The stochastic dynamics of early epidemics: probability of establishment, initial growth rate, and infection cluster size at first detection

Emerging epidemics and local infection clusters are initially prone to stochastic effects that can substantially impact the epidemic trajectory. While numerous studies are devoted to the deterministic regime of an established epidemic, mathematical descriptions of the initial phase of epidemic growth are comparatively rarer. Here, we review existing mathematical results, and derive new results to elucidate the early dynamics of an infection cluster started by a single infected individual. We cover the probability of establishment of an epidemic as a function of the distribution of secondary infections, the expectation of epidemic size as a function of time, and the convergence to a deterministic exponential regime. Stochasticity systematically accelerates the initial growth of an epidemic, because epidemics that do not get extinct have faster initial growth on average. This also affects the long-term epidemic growth by increasing the cumulative size by a constant factor.

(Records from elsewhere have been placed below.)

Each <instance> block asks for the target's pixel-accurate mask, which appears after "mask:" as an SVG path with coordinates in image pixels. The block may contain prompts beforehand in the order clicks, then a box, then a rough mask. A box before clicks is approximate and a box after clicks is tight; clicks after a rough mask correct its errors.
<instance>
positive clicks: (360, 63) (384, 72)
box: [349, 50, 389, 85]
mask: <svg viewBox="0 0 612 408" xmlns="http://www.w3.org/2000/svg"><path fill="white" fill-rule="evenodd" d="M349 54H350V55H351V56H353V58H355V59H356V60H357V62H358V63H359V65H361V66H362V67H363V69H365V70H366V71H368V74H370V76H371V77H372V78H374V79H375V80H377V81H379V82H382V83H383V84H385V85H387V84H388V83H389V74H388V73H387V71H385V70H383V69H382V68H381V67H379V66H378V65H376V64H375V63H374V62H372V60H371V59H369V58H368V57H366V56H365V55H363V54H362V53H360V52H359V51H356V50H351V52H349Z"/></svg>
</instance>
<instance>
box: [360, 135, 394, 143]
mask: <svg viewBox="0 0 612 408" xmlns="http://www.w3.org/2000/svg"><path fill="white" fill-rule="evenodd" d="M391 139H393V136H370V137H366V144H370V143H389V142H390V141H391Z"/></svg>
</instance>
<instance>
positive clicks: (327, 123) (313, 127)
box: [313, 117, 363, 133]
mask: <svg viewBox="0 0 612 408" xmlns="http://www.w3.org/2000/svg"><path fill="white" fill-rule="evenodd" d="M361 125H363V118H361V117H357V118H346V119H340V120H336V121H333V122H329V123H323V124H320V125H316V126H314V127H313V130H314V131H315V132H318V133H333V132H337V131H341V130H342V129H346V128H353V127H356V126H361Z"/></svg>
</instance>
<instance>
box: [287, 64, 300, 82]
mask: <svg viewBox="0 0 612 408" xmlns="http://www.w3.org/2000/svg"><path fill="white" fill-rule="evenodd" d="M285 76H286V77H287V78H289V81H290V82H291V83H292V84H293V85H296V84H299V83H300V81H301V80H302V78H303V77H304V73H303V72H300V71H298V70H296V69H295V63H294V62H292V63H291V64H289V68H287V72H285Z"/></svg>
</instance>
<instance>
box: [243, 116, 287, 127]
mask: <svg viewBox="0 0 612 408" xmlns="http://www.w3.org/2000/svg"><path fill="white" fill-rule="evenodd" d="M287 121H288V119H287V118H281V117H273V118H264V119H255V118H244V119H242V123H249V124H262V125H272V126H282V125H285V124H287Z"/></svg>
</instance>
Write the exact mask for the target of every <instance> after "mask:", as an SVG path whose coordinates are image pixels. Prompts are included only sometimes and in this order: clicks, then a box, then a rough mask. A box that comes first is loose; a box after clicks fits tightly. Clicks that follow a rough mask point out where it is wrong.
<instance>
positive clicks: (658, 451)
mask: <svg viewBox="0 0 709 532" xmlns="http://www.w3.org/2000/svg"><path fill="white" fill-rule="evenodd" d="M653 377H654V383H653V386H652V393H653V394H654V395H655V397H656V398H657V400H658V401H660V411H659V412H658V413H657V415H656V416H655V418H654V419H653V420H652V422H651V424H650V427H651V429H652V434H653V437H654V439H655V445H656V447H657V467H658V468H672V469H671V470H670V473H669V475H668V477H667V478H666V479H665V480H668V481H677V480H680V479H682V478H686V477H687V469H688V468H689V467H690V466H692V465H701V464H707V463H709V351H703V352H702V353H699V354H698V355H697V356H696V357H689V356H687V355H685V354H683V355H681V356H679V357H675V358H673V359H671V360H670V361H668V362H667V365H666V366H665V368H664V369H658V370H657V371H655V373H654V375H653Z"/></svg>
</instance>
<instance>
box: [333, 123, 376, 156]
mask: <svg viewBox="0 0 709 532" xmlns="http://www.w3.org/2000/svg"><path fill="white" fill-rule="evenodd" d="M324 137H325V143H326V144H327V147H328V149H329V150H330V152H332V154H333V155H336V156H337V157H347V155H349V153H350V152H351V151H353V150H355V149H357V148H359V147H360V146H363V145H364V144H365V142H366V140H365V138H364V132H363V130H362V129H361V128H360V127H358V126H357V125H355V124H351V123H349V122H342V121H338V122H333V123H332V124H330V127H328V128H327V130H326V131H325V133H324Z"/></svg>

Applying these results, we compute the probability distribution of the first detection time of an infected individual in an infection cluster depending on the testing effort (assumed to be constant in time), and estimate that the SARS-CoV-2 variant of concern B.1.1.7, detected in September 2020, first appeared in the United Kingdom early August 2020. We estimate a minimal testing frequency to detect clusters before they exceed a certain threshold size, and we compute the detection rate of infected individuals during a single mass testing effort. For example, in a COVID-19-parameterized model with an effective reproduction number R=1.1, a fraction 1.3% of a population needs to be randomly tested each day for cluster size to not exceed 30 infected individuals. These results improve our theoretical understanding of early epidemics and are useful for the study and control of local infectious disease clusters.